Die generellen Einrichtungen zum Katastrophenschutz seien im Prinzip bekannt und hätten gerade wieder im Zusammenhang mit der Pandemie gute Schlagkraft bewiesen. „Aber dieser, durch Starkregen mit Sturm und Wassermassen über Nacht aufgetretene Notstand bei den Menschen beunruhigt“, so Reglitzky, dessen Fraktion vor allem hinterfragt, ob die frühzeitige Warnung vor Gefahren sichergestellt ist.

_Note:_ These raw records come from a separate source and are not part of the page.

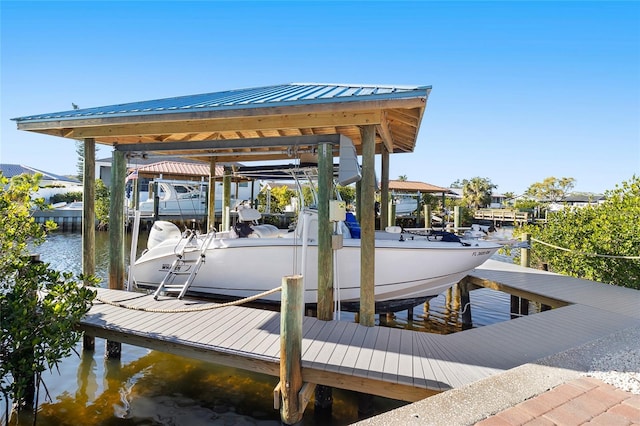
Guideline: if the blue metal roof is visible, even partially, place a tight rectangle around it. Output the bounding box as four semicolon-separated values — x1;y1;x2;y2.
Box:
13;83;431;122
0;164;80;183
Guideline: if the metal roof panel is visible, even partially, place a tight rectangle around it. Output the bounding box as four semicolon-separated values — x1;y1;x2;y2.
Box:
13;83;431;122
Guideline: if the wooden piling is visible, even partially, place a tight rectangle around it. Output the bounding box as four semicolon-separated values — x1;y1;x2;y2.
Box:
105;150;127;359
82;138;96;350
423;204;431;228
279;275;304;425
520;233;531;268
222;166;231;231
360;125;376;327
380;146;391;229
318;143;333;321
458;278;473;330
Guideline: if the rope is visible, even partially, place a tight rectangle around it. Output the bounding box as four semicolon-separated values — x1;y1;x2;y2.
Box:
96;286;282;314
531;238;640;260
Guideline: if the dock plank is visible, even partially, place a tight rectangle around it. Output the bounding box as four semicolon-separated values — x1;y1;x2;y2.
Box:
81;261;640;400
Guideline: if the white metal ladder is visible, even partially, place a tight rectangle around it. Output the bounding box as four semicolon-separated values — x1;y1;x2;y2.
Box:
153;232;216;300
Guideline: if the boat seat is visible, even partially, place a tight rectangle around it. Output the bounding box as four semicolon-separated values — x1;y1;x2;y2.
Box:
238;207;262;222
249;223;280;238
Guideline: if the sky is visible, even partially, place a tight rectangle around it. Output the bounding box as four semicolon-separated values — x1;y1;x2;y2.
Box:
0;0;640;194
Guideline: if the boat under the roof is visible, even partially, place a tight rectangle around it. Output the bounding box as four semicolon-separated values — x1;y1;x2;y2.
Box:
133;167;500;312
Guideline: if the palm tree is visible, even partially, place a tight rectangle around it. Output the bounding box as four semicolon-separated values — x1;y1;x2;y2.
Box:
462;177;497;209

Warnung vor Gefahren im Landkreis Harburg sicherstellen

Denn gerade hier werfen die jüngsten Ereignisse in Westdeutschland Fragen auf. Nach Angaben des nordrhein-westfälischen Innenministeriums seien die extremen Überflutungen nicht überraschend gekommen, die amtlichen Warnungen an die Leitstelle der Kreise und kreisfreien Städte zugestellt worden. Die Bürgerinnen und Bürger aber haben diese offenbar nicht rechtzeitig erreicht.

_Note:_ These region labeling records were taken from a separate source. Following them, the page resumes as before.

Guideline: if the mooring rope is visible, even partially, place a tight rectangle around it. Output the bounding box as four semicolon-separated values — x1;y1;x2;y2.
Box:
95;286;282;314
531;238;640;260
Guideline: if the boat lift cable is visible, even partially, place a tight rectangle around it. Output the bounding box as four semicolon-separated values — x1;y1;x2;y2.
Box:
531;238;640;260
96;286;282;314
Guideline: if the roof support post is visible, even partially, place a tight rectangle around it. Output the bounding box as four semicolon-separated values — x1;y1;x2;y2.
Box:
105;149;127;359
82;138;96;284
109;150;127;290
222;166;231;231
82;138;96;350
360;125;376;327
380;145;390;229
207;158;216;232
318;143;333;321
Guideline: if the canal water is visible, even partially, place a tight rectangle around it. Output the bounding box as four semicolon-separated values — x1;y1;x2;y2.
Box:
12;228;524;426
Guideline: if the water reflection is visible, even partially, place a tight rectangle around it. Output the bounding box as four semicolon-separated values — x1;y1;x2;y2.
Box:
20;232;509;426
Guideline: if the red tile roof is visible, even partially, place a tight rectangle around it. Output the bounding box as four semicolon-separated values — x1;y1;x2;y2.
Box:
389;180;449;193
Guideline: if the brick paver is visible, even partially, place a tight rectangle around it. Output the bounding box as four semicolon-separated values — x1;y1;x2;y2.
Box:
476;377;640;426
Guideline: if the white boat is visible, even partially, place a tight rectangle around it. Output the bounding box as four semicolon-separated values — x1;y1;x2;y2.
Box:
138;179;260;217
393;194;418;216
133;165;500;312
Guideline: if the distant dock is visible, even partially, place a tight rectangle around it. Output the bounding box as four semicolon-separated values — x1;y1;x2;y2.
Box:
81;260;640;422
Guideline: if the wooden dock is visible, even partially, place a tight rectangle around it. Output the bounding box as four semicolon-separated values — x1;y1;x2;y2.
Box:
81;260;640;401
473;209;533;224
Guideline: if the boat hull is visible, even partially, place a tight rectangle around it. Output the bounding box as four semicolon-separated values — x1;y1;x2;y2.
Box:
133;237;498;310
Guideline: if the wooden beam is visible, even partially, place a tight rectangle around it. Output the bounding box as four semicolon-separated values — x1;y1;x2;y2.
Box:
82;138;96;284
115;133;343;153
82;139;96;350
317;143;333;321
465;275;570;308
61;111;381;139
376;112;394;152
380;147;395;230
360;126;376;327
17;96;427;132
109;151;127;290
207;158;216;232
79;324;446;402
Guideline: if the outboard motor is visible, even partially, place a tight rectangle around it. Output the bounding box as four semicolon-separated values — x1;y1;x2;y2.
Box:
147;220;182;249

„Wie also ist die frühzeitige Warnung vor Gefahren im Landkreis Harburg sichergestellt?“, wollte die FDP wissen. „Die Warnung der Bevölkerung erfolgt im Landkreis Harburg mehrgleisig“, so die Antwort der Verwaltung. „Unsere Pressestelle in Zusammenarbeit mit der Abteilung Rettungsdienst, Brand- und Katastrophenschutz veröffentlichen Warnungen über Presse, Fernsehen, Radio, Websites, Social Media, WarnApp, Sirenen und je nach Lage auch über Lautsprecherfahrzeuge von Einsatzfahrzeugen“, sagt Kreissprecher Bernhard Frosdorfer. Der Großteil der Kommunen sei noch mit Sirenen ausgestattet. Hier­über könne die Rettungs- und Feuerwehrleitstelle einen entsprechenden Warnton aussenden. Zusätzlich gebe es eine spezielle Programmierung für die Sirenen im Hochwassergebiet entlang der Elbe.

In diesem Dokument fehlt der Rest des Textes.